I hope I don’t need to go into too much detail here. We all say it and we all know we say it, but we can’t stop. However, before you start vowing to never say “like” again, read this opinion piece by John McWhorter from the New York Times:

“Like” often functions to acknowledge objection while underlining one’s own point. To say, “This is, like, the only way to make it work,” is to implicitly recognize that this news may be unwelcome to the hearer, and to soften the blow by offering one’s suggestion discreetly swathed in a garb of hypothetical-ness.
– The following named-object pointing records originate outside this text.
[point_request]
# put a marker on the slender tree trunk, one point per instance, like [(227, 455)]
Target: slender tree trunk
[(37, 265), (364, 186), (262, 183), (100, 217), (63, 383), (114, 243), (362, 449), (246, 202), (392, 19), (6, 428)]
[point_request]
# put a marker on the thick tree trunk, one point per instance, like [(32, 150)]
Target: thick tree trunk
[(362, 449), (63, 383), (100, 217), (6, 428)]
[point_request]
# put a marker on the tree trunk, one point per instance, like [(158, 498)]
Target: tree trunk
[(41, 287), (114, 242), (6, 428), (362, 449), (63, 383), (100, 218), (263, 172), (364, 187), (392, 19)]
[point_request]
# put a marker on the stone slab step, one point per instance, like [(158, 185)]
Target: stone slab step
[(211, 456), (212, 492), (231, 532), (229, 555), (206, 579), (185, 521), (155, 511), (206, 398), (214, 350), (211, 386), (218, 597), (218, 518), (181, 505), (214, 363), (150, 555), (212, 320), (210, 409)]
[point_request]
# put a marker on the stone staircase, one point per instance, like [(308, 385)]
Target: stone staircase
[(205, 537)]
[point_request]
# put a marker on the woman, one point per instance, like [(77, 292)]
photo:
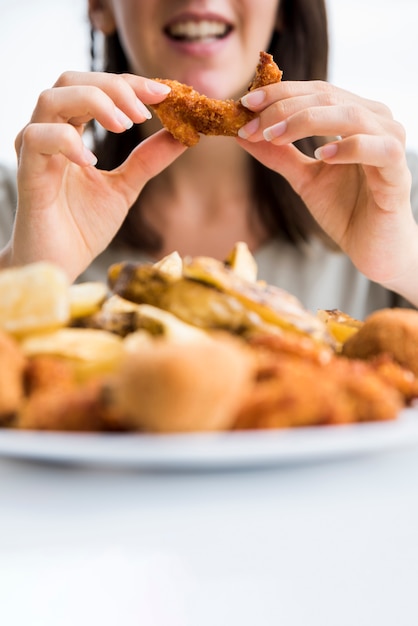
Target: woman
[(312, 202)]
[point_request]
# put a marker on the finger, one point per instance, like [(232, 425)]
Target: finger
[(40, 141), (328, 121), (286, 160), (383, 152), (150, 158), (325, 94), (120, 87), (78, 105)]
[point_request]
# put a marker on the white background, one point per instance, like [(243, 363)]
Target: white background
[(374, 52)]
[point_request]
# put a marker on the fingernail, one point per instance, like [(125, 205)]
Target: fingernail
[(326, 152), (253, 99), (249, 129), (158, 88), (89, 157), (143, 109), (123, 119), (275, 131)]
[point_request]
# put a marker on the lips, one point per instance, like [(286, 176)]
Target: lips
[(198, 30)]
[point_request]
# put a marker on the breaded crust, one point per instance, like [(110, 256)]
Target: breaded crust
[(388, 331)]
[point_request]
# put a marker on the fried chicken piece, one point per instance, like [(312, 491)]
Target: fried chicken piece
[(303, 390), (81, 408), (47, 372), (185, 113), (388, 331), (12, 366)]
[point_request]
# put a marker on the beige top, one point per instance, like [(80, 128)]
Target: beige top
[(321, 279)]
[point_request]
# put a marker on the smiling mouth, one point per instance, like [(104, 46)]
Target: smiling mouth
[(203, 31)]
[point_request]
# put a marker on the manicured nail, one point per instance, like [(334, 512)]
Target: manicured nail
[(253, 99), (249, 129), (89, 157), (158, 88), (272, 132), (326, 152), (123, 119), (143, 109)]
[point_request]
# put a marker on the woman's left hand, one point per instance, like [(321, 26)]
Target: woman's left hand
[(358, 187)]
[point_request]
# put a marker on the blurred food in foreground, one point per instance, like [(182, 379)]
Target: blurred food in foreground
[(192, 344)]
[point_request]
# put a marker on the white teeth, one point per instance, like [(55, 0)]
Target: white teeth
[(198, 30)]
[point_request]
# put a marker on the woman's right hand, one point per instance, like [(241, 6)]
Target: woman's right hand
[(69, 211)]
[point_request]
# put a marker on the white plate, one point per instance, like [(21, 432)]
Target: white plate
[(219, 450)]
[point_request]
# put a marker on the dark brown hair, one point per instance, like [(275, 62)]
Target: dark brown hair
[(300, 48)]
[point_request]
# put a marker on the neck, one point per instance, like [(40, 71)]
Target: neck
[(203, 203)]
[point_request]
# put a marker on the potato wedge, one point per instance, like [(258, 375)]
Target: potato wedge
[(33, 298)]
While this may be reassuring after watching painful videos of your speeches in speech class, don’t think of this as a free pass to not worry about saying “like.” In a professional setting the word is still very distracting. Take for example other distractions. You’ve probably tried to focus in a meeting or class but instead have found yourself mesmerized/bothered by someone’s nervous habit, such as foot tapping, gum chewing or the repeated use of “um.” Saying “like” over and over again in presentations and meetings can have the same effect and detract from the information you are presenting. Not to mention it can also make you appear less confident.
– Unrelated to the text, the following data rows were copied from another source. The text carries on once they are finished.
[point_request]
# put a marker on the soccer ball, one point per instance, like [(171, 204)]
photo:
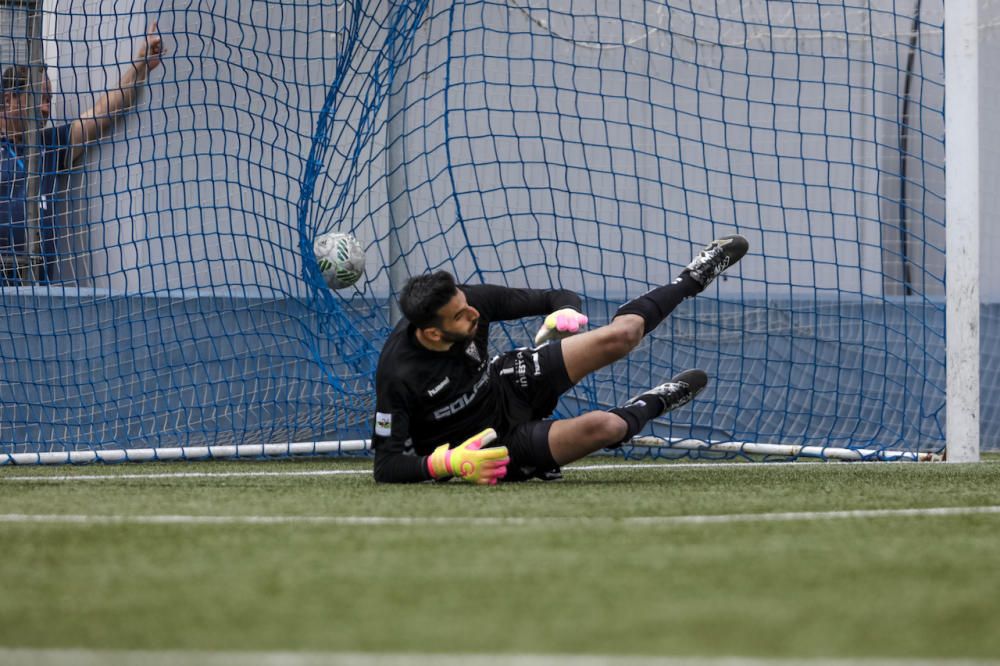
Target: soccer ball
[(340, 257)]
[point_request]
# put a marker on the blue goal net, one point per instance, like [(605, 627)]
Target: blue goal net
[(167, 170)]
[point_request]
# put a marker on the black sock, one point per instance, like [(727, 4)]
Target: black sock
[(655, 305), (638, 413)]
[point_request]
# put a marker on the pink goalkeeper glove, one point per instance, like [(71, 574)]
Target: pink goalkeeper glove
[(470, 461), (560, 324)]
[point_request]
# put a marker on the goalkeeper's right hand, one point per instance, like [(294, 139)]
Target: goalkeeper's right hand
[(470, 461), (559, 324)]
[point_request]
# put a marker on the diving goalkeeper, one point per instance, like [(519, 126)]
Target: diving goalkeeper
[(444, 409)]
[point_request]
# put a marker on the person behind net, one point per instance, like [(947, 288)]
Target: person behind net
[(59, 148), (435, 387)]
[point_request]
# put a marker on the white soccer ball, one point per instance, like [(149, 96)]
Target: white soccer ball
[(340, 257)]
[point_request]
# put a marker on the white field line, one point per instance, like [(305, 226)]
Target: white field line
[(354, 472), (80, 657), (494, 521)]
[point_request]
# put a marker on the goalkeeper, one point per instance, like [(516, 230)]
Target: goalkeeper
[(444, 409)]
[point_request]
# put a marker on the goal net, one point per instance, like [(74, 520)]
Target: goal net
[(172, 301)]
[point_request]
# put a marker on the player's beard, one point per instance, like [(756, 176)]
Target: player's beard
[(459, 338)]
Start noticing if you do say “like” too often, and if so, try to figure out trends of when you say it. Once you realize a pattern you can prepare yourself to avoid over-using it by either tolerating brief pauses or learning how to flow from one idea to the next more smoothly.

At the least, don’t ever say “like” in an email. Email is your chance to thoroughly plan out exactly what you want to say- don’t mess it up!

I hope these tips are helpful to providing you with more confidence at work. It takes time to notice why and when you say them, but within time you’ll get the hang of it!